One diplomat noted that while all the other envoys went alone or with a single advisor, the U.S. ambassador brought two advisors and two security personnel. If her entourage had been smaller, the diplomat said, there wouldn’t have been a problem with space. (Others, however, suggested that the strict security policies of the U.S. government might have made a smaller entourage impossible.)
Because of the tight schedule and security concerns, the council had far less time for internally displaced persons (IDPs) at the Abu Shouk refugee camp near El Fasher, the capital of North Darfur, than they had for George Clooney back in Juba.

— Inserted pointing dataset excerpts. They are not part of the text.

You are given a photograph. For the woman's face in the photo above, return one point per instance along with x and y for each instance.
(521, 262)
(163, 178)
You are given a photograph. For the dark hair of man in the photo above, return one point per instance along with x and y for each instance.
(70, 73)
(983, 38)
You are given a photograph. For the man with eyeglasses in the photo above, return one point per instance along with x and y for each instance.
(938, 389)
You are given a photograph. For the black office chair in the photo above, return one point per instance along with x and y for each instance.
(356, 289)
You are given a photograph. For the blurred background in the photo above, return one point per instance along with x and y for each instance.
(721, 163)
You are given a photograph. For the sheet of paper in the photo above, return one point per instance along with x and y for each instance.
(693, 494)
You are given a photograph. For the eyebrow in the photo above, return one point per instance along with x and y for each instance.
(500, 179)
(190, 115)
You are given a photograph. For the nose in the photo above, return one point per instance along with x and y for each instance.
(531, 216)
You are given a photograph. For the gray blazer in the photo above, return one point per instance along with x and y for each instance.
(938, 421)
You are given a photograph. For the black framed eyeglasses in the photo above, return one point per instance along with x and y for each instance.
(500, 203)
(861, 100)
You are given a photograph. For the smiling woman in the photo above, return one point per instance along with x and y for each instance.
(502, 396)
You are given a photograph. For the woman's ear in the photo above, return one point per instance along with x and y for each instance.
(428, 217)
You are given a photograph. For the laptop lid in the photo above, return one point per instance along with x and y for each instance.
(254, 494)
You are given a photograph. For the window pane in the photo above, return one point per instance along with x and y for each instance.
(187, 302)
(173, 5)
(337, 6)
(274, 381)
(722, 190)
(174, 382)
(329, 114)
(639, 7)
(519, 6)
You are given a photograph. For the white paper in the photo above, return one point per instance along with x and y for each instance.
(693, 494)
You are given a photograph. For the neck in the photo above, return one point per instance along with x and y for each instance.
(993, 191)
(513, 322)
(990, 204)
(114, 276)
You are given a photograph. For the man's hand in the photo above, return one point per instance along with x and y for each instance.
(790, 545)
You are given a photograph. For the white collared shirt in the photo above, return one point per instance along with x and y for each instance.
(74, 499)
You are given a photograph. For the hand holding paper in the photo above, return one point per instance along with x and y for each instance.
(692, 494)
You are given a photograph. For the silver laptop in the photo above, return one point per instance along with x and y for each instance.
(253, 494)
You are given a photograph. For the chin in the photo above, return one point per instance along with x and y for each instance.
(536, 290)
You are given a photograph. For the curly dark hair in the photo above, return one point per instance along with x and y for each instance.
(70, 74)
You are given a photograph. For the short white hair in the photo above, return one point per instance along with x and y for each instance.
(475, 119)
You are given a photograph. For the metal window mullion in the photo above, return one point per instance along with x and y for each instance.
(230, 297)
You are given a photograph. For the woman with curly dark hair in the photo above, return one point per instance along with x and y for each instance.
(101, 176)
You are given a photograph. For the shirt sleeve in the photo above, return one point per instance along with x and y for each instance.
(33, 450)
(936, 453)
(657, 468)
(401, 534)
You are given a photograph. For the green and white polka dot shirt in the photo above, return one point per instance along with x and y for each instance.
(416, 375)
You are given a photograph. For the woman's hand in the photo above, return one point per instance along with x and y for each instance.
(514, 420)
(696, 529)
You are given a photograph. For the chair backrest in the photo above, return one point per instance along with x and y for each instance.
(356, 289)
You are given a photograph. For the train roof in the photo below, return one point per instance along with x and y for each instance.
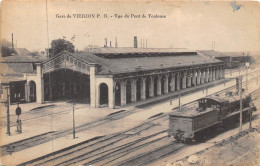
(223, 97)
(190, 110)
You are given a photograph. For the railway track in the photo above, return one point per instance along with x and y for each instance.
(144, 159)
(111, 155)
(107, 146)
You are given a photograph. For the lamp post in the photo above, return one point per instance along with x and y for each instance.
(247, 66)
(73, 107)
(7, 110)
(171, 95)
(241, 109)
(179, 95)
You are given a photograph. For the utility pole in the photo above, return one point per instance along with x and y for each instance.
(74, 132)
(179, 100)
(247, 66)
(7, 111)
(241, 109)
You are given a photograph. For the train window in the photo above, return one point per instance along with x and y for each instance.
(1, 94)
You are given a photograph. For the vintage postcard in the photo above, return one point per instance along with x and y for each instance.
(160, 83)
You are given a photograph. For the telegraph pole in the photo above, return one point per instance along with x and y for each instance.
(179, 100)
(241, 111)
(74, 132)
(247, 66)
(7, 111)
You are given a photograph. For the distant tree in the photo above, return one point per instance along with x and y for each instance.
(6, 48)
(60, 45)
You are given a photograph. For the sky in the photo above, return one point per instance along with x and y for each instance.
(232, 26)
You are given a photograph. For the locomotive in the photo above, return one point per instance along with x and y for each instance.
(206, 115)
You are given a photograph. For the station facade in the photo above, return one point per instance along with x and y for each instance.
(113, 77)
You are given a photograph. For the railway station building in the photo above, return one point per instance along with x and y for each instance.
(108, 77)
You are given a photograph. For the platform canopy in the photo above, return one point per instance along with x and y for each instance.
(65, 60)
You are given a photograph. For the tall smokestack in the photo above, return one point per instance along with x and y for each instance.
(12, 43)
(135, 41)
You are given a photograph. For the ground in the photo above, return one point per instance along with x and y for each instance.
(238, 150)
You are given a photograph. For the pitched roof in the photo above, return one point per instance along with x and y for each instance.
(125, 65)
(23, 58)
(217, 54)
(14, 68)
(22, 51)
(118, 50)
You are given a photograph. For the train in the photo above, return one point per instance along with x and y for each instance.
(197, 119)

They spent around 15 minutes on the ground talking with refugees, who complained of hunger, unemployment and poor security in the camp.
We reporters also heard tales of hunger, disease, theft, and rape. Refugees complained that UNAMID, the joint U.N.-African Union peacekeeping force in the region, did little to protect them. After seven years of a conflict and ensuing humanitarian crisis that the United Nations believes has killed up to 300,00 people, they all said they want peace and security — and above all to go home.
There are millions of such refugees in Darfur.
After their brief visit, the U.N. delegation climbed into their flashy white U.N. SUVs and quickly departed. As we sped away, we watched chickens, goats and donkeys picking through piles of garbage and drinking fetid water from holes in the ground. Children ran after the vehicles and waved. Their mothers looked up from their makeshift hovels built with mud bricks and plastic tarps. We headed for the airport in El Fasher to catch a plane to the capital, Khartoum.
This time they had a bigger plane and no one was tossed out onto the tarmac.